Food Allergy or Intolerance: What’s the Difference?

Food Allergy or Intolerance: What’s the Difference?

You’ve started to experience stomach pain and discomfort every time you eat one of your favorite foods. One day you stop and ask yourself, “Wait, is this a food allergy? What about a food intolerance? Or could it be something else altogether?”

Before you chalk it up to an allergic reaction and start taking foods out of your diet, it’s important to know the differences between a food allergy and a food intolerance—and how you can work with medical professionals to better understand both. Knowing the differences between these two health conditions and understanding your own susceptibility to potential allergens and irritants can help you make better food choices and feel more comfortable during and after your meals.

So, what’s the difference between a food allergy and a food intolerance?

Food Allergies affect the Immune System.

Food allergies are characterized by an immune response to protein in food. The body’s immune system goes into defense mode and begins fighting off the offending proteins it considers harmful.

Foods that are known to cause allergic reactions are called allergens. The major allergens in the U.S. are milk, eggs, peanuts, tree nuts, soy, wheat, fish and shellfish and are commonly referred to as “The Big Eight.”

Some individuals who consume these allergens can have an adverse (allergic) reaction to the foods. Typical symptoms of allergic reactions include skin irritations, nausea, vomiting, diarrhea and life-threatening anaphylaxis: the most severe form of allergic reaction.

Many of these symptoms may leave you feeling sick but experiencing them is not enough to diagnose a food allergy. In fact, food allergies can only be diagnosed by a medical doctor who is a board-certified allergist. Allergists use a number of techniques to diagnose a true food allergy. These diagnostics can include a medical history, an oral food challenge, a skin-prick test, and a blood test.

Food Intolerances affect the digestive system.

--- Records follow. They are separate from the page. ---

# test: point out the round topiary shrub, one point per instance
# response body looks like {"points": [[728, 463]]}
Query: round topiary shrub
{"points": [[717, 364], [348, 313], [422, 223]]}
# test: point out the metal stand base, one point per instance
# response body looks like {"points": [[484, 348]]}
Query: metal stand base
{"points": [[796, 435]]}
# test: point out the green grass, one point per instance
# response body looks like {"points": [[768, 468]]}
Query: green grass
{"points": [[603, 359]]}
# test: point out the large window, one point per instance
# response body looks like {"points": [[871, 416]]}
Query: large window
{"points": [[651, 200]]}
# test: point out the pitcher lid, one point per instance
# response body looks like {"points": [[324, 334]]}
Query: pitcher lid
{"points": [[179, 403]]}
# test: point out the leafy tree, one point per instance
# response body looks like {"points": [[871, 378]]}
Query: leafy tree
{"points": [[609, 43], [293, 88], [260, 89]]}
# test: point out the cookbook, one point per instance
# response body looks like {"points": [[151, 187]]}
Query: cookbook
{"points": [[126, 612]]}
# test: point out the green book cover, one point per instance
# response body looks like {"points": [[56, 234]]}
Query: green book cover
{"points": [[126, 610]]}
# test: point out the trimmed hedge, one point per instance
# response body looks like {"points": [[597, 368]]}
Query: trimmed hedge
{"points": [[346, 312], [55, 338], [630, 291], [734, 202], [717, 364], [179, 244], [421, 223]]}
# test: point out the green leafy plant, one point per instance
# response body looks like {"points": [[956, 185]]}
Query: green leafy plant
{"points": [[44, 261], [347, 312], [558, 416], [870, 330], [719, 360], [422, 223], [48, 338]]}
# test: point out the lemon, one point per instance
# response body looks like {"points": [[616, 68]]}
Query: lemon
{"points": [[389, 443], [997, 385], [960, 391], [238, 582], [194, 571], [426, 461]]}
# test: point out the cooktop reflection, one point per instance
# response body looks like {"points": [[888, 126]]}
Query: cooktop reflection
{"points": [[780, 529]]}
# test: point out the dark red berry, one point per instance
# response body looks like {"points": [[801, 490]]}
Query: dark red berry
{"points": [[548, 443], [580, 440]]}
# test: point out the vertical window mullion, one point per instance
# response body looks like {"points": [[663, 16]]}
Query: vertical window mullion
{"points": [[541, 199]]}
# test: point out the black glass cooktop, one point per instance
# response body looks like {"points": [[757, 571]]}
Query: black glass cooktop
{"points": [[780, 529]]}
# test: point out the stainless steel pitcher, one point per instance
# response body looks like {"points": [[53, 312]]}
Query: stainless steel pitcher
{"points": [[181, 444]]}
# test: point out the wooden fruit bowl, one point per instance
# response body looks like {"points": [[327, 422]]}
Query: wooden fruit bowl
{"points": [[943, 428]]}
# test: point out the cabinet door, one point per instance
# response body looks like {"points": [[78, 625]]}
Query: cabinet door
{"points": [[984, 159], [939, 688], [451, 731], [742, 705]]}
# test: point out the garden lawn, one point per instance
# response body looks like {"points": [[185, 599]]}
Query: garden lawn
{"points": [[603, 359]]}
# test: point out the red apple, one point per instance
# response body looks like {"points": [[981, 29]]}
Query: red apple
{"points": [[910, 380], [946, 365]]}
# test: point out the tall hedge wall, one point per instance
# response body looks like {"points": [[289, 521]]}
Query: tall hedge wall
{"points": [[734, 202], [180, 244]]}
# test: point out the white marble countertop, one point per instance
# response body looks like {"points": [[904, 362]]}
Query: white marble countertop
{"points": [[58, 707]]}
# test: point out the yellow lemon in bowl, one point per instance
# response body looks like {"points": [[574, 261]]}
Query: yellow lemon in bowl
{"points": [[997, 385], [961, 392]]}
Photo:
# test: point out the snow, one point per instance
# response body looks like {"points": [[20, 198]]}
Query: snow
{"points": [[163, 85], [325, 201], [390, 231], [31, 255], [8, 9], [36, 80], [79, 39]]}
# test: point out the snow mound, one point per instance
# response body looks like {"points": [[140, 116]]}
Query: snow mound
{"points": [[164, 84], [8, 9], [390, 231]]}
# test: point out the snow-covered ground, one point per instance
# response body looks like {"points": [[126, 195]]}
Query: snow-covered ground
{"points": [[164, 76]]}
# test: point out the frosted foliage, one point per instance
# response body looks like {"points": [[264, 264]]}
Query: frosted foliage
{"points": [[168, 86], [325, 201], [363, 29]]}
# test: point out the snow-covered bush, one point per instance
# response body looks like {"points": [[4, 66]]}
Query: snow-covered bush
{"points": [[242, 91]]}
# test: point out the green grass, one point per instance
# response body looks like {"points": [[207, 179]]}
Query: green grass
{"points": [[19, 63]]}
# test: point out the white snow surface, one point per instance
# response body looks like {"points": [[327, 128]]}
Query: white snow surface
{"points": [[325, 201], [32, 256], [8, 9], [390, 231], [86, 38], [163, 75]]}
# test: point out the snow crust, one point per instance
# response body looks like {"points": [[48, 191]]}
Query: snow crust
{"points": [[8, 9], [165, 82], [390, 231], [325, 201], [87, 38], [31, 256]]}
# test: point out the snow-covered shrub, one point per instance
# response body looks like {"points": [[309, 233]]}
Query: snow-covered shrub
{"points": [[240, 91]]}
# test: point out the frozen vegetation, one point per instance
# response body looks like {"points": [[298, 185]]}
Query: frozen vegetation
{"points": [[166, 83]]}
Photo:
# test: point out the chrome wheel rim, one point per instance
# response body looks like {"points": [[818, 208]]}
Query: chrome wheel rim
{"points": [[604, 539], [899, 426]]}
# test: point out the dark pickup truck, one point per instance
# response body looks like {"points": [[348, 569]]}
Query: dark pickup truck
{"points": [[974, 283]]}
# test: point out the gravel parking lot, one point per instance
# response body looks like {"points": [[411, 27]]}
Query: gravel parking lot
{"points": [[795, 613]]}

Food intolerances take place solely in the body’s digestive system. They do not involve the immune system. An intolerance to food can occur when our bodies lack specific proteins needed to break down certain foods. They can also occur when a food component causes irritation within the digestive system. The most commonly known food intolerance is lactose intolerance. This condition is caused by a lack of lactase, a protein needed to digest the milk sugar lactose.

Symptoms of food intolerance can include headaches, nausea, stomach pain, diarrhea and vomiting. While these symptoms might resemble those of a food allergy, a major difference is that food intolerances do not lead to anaphylaxis. While discomforting, it’s rare that food intolerances become life-threatening.

Food intolerance diagnoses must be diagnosed by a medical professional, physician or allergist. If a physician thinks you have an intolerance, they may suggest additional medical tests (e.g., a stool acidity test) to confirm a food intolerance.

Lactose Intolerance Explained

“Lactose intolerance and milk allergies are not the same. Lactose intolerance affects the gastrointestinal system. It does not involve the immune system and is not life threatening. A milk allergy does involve the immune system and can be life-threatening.” –Dr. S. Shahzad Mustafa, MD; Rochester School of Medicine

What are you experiencing?

Food allergies can be life-threatening and involve the immune system. Food intolerances cause a great deal of discomfort by affecting the digestive system, but they are not fatal.

To help find out if you have either or both conditions, begin by keeping a food journal. This tool can be used to track your meals and the symptoms you experience after eating. As soon as possible, visit your doctor—who can provide an official diagnosis or a referral to an allergist. A physician can help you pinpoint what’s causing your discomfort and advise you on diet and other treatments. Finding the exact cause will allow you to continue enjoying as many foods as possible.